Another example (with the most obvious result):
R1 R2 R3
-- -- --
M M A
V V B
L L C
Should result in:
R1, R2: M V L
R3: A B C
I need to do this in LINQ/C#.
Any solutions? Tips? Links?
-
It's not clear what you are trying to minimize or maximize. Do you always want to list the largest set common to more than one R group? Suppose you have R1: ABCD; R2: ABCD; R3: ABC ? Then would you like to get R1,R2: ABCD; R3: ABC ?kevin cline– kevin cline2012年11月28日 17:56:53 +00:00Commented Nov 28, 2012 at 17:56
-
I want the least combinations for R. The more "R"s in a group, the better. In your example: Yes, you're right.Jeroen– Jeroen2012年11月28日 18:05:13 +00:00Commented Nov 28, 2012 at 18:05
-
You're "not what I want" has the most R's in a group. Do you mean you want the least number of total R's in all groups ? I think that's what you're trying to say..Jimmy Hoffa– Jimmy Hoffa2012年11月28日 18:11:24 +00:00Commented Nov 28, 2012 at 18:11
-
Did anyone else initially misread the title as "algorithm to optimize groping"?Mason Wheeler– Mason Wheeler2012年11月28日 18:17:17 +00:00Commented Nov 28, 2012 at 18:17
-
You're right. I guess my explanation isn't the best. By the more "R"s in a group i meant that ideally i have them all in 1 group. The less they repeat the better.Jeroen– Jeroen2012年11月28日 18:19:38 +00:00Commented Nov 28, 2012 at 18:19
1 Answer 1
I think since you want the least total R's, you want to reverse your K/V and use the values as keys so your initial list becomes:
- M: R1, R2, R3
- N: R1, R2
- L: R1, R2
- A: R2
Then you can say the count of members intersecting ( http://msdn.microsoft.com/en-us/library/system.linq.enumerable.intersect.aspx ) of M and N is 2, which means you get n-(2 sets * 2 members) number of R's, and if you intersect L you get n-(3*2) number of R's. and if you intersect A as well you get n-(4*1) number of R's, so obviously your best choice is the second intersection set. Unfortunately this is a naive implementation with O(n!) time because you have to interset all possible sets to find the greatest set of intersections which will yield the largest minimization of R's to portray all sets.

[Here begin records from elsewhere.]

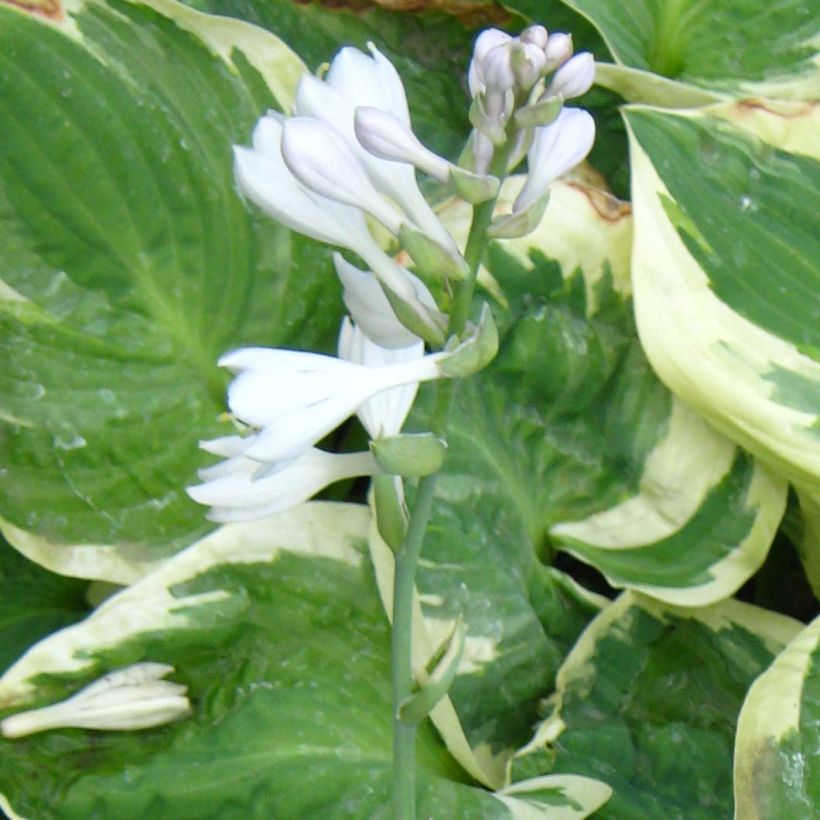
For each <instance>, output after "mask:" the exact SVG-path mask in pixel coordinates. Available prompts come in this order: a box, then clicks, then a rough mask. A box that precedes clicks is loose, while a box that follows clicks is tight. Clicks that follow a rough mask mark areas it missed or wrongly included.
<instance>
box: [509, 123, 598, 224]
mask: <svg viewBox="0 0 820 820" xmlns="http://www.w3.org/2000/svg"><path fill="white" fill-rule="evenodd" d="M594 140H595V120H593V119H592V116H591V115H590V114H589V112H587V111H584V110H583V109H582V108H564V109H563V110H562V111H561V113H560V114H559V115H558V117H557V119H556V120H555V122H553V123H552V124H551V125H547V126H544V127H543V128H536V129H535V138H534V139H533V143H532V147H531V148H530V151H529V174H528V176H527V182H526V184H525V185H524V187H523V189H522V190H521V193H520V194H519V195H518V198H517V199H516V200H515V203H514V204H513V213H517V212H518V211H522V210H524V209H525V208H527V207H529V206H530V205H532V204H533V203H534V202H536V201H537V200H539V199H540V198H541V197H542V196H543V195H544V194H545V193H546V191H547V188H549V186H550V184H551V183H552V182H553V181H554V180H555V179H557V178H558V177H560V176H562V175H563V174H565V173H566V172H567V171H569V170H570V169H571V168H574V167H575V166H576V165H577V164H578V163H579V162H581V160H583V159H584V157H586V155H587V154H588V153H589V151H590V149H591V148H592V143H593V142H594Z"/></svg>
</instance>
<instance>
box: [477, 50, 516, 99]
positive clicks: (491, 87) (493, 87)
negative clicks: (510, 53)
mask: <svg viewBox="0 0 820 820" xmlns="http://www.w3.org/2000/svg"><path fill="white" fill-rule="evenodd" d="M510 56H511V55H510V48H509V46H508V44H507V43H502V44H501V45H500V46H496V47H495V48H493V49H490V51H488V52H487V54H486V56H485V57H484V59H483V60H482V61H481V70H482V73H483V75H484V83H485V85H486V86H487V88H488V90H489V89H493V90H498V91H506V90H507V89H510V88H512V87H513V86H514V85H515V74H513V69H512V63H511V60H510Z"/></svg>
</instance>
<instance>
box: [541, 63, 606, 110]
mask: <svg viewBox="0 0 820 820" xmlns="http://www.w3.org/2000/svg"><path fill="white" fill-rule="evenodd" d="M594 81H595V58H594V57H593V56H592V55H591V54H590V53H589V52H588V51H582V52H581V53H580V54H576V55H575V56H574V57H573V58H572V59H571V60H567V62H566V63H564V64H563V65H562V66H561V68H559V69H558V71H556V72H555V76H553V78H552V80H550V84H549V86H547V90H546V91H545V92H544V98H545V99H546V98H548V97H557V96H558V95H559V94H560V95H561V97H563V98H564V99H565V100H569V99H571V98H572V97H580V96H581V94H586V92H587V91H589V89H590V88H591V87H592V83H593V82H594Z"/></svg>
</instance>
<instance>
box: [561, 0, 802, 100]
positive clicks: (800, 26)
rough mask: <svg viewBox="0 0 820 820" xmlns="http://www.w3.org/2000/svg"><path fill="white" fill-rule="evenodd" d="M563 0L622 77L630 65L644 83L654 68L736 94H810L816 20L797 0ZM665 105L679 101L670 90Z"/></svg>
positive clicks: (686, 80) (704, 88)
mask: <svg viewBox="0 0 820 820" xmlns="http://www.w3.org/2000/svg"><path fill="white" fill-rule="evenodd" d="M566 2H567V5H568V6H570V7H571V8H573V9H575V10H576V11H578V12H579V13H581V14H583V15H584V16H585V17H586V18H587V19H588V20H589V21H590V22H591V23H592V24H593V25H594V26H595V27H596V28H597V29H598V31H599V32H600V33H601V34H602V35H603V38H604V40H605V41H606V44H607V46H608V47H609V48H610V50H611V51H612V53H613V54H614V55H615V58H616V60H617V62H618V63H619V64H621V65H623V66H624V67H626V68H627V71H626V72H625V79H627V78H629V77H630V73H629V71H628V69H638V70H639V71H642V72H646V74H645V75H644V82H645V83H646V85H647V87H651V85H652V84H653V83H656V82H657V80H656V79H655V78H653V76H652V75H653V74H654V75H661V76H663V77H670V78H674V79H676V80H678V81H680V82H681V83H683V84H686V85H691V86H695V87H696V88H702V89H707V90H710V91H714V92H717V93H718V94H723V93H728V94H731V95H733V96H736V97H738V96H771V97H782V98H794V99H812V98H813V97H814V96H815V95H816V89H817V80H818V66H817V62H816V60H815V56H816V52H817V40H816V38H817V21H816V19H815V15H814V14H813V12H812V10H811V9H810V8H809V7H808V6H807V5H806V4H805V3H803V2H801V0H777V2H770V0H736V2H732V3H720V4H716V3H704V2H701V0H670V1H669V2H658V0H625V2H622V3H618V4H614V3H610V2H607V0H566ZM612 73H613V75H614V74H615V73H616V72H612ZM632 77H633V82H634V78H635V75H634V73H633V74H632ZM637 85H640V84H637ZM616 90H621V89H620V88H617V89H616ZM683 93H686V92H685V89H684V90H683ZM631 99H643V97H641V96H638V95H633V96H631ZM667 104H672V105H680V104H681V101H680V100H676V99H675V92H674V91H672V92H671V93H670V95H669V102H668V103H667ZM683 104H692V101H690V102H688V103H683Z"/></svg>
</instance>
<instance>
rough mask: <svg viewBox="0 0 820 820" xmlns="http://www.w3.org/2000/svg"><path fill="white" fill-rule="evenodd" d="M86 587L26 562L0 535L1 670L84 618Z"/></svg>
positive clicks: (76, 581) (0, 654) (0, 655)
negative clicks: (36, 646) (61, 627)
mask: <svg viewBox="0 0 820 820" xmlns="http://www.w3.org/2000/svg"><path fill="white" fill-rule="evenodd" d="M87 587H88V584H87V583H86V582H85V581H78V580H76V579H73V578H62V577H60V576H57V575H52V574H51V573H50V572H46V571H45V570H43V569H41V568H40V567H38V566H37V565H36V564H32V563H31V561H26V559H25V558H23V557H22V556H20V555H19V553H17V552H16V551H15V550H14V549H12V548H11V547H10V546H9V545H8V544H7V543H6V542H5V541H4V540H3V539H2V538H0V672H3V671H5V670H6V669H7V668H8V667H9V666H10V665H11V664H12V662H13V661H15V660H17V658H19V657H20V656H21V655H22V654H23V653H24V652H25V651H26V650H27V649H28V648H29V647H30V646H31V645H32V644H34V643H36V642H37V641H38V640H39V639H40V638H42V637H44V636H45V635H48V634H49V633H50V632H54V631H55V630H57V629H60V628H61V627H64V626H67V625H68V624H71V623H74V622H75V621H79V620H80V619H81V618H83V617H85V615H86V614H87V613H88V610H89V608H90V607H89V605H88V603H87V602H86V599H85V592H86V589H87Z"/></svg>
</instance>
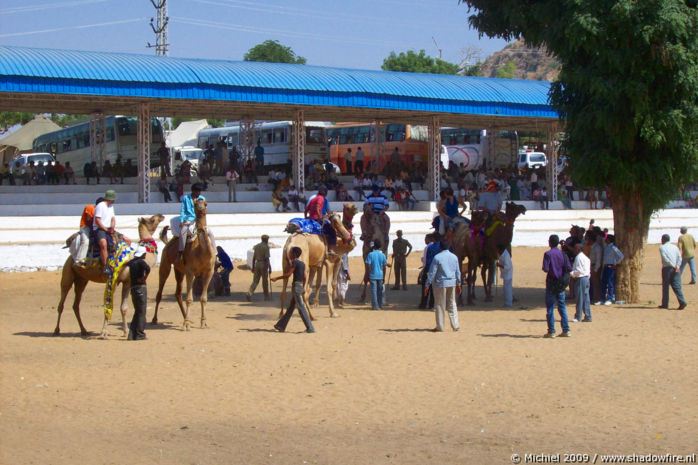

After you find the best optimization in this technique where the largest intersection count * sets crossed, remove all the R's in the intersection set from the sets you intersected, then repeat the terribly inefficient combinatoric intersection comparisons against the sets as they are left. Rinse and repeat the comparisons to find largest intersections and remove them from the sets until no Rs are left in any sets.